Nothing changed in the sailmaker’s expression but he paused in his stitching. ‘Was it so?”’ he said.

“Aye, the leeches, and some would say the bunts also. There are those as will line you all the middle parts of the foot of square sails and the foremost leech of staysails. I don’t know if you hold with that, sir?”’

“No.” Kemp’s face had darkened, but he could never admit ignorance—it was like a defeat.

“I take my stand on common practice,” he said.

‘Practice is various, sir. What do you think should be done in the matter of the goring cloths, if I might be so bold?”’
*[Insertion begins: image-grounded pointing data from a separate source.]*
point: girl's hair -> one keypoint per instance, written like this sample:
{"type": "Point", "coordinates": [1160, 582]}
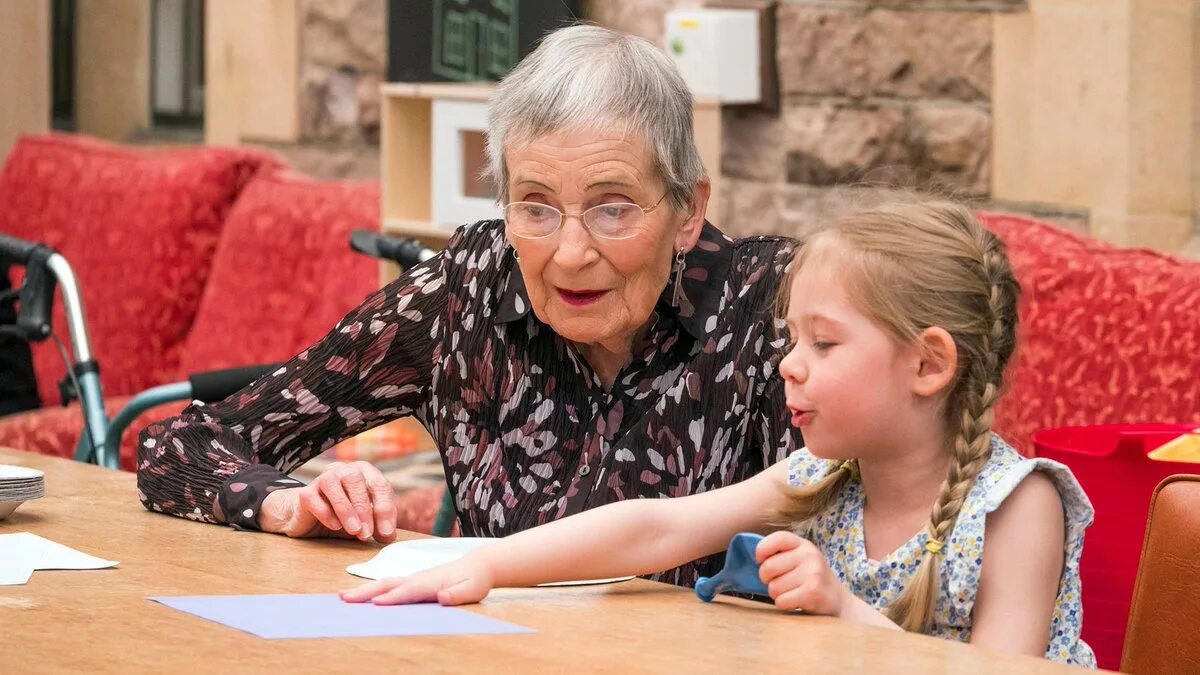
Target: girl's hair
{"type": "Point", "coordinates": [910, 267]}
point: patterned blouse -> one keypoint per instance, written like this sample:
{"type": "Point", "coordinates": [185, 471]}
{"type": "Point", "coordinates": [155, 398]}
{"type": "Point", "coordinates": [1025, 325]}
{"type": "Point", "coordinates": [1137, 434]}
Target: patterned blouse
{"type": "Point", "coordinates": [527, 431]}
{"type": "Point", "coordinates": [838, 532]}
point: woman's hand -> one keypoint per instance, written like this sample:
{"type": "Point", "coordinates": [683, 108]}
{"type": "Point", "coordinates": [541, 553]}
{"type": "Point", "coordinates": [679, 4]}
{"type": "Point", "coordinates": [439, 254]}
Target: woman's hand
{"type": "Point", "coordinates": [797, 575]}
{"type": "Point", "coordinates": [462, 581]}
{"type": "Point", "coordinates": [347, 500]}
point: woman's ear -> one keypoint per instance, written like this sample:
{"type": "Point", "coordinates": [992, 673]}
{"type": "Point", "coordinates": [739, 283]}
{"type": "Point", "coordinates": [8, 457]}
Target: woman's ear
{"type": "Point", "coordinates": [691, 227]}
{"type": "Point", "coordinates": [937, 362]}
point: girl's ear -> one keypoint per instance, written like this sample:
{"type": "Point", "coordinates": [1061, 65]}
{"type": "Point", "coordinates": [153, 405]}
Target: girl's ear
{"type": "Point", "coordinates": [939, 362]}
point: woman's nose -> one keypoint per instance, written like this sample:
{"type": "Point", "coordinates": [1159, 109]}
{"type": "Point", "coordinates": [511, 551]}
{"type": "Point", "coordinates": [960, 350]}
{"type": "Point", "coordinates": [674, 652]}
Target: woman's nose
{"type": "Point", "coordinates": [575, 245]}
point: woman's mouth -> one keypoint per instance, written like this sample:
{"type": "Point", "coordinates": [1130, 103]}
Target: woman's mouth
{"type": "Point", "coordinates": [579, 298]}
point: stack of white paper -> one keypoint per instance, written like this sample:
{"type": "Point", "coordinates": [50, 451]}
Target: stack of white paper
{"type": "Point", "coordinates": [23, 553]}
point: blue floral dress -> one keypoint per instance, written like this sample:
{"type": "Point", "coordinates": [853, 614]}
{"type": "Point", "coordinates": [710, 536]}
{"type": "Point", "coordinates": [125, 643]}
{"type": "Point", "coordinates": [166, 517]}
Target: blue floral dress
{"type": "Point", "coordinates": [838, 532]}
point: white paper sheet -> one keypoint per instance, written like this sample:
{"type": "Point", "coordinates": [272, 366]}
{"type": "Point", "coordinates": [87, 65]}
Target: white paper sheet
{"type": "Point", "coordinates": [22, 553]}
{"type": "Point", "coordinates": [405, 559]}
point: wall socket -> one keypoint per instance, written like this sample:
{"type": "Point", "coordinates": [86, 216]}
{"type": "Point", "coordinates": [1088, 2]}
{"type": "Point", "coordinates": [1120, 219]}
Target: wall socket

Erasmus felt himself flush with rage at this sly pedant who was contriving to discomfit his father. His loved father too he blamed, for persisting. This fellow should not be talked to, but quitted instantly—or kicked off his stool. He moved away to a window and stood with his back to the room, looking out across the faintly glimmering, slate-grey water of the Mersey at the masts of ships at anchor in the Pool. Gulls were wheeling overhead. Their plumage looked leaden against the dull sky and they seemed to hurtle like lead through the air. This coincidence, the justness of his observation, impressed Erasmus and took away his rage. He resolved to write it down later. His love had inclined him, not to poetry exactly, but to a sort of doom-laden note-taking. She is there now, he thought. Less than five miles from where I am standing.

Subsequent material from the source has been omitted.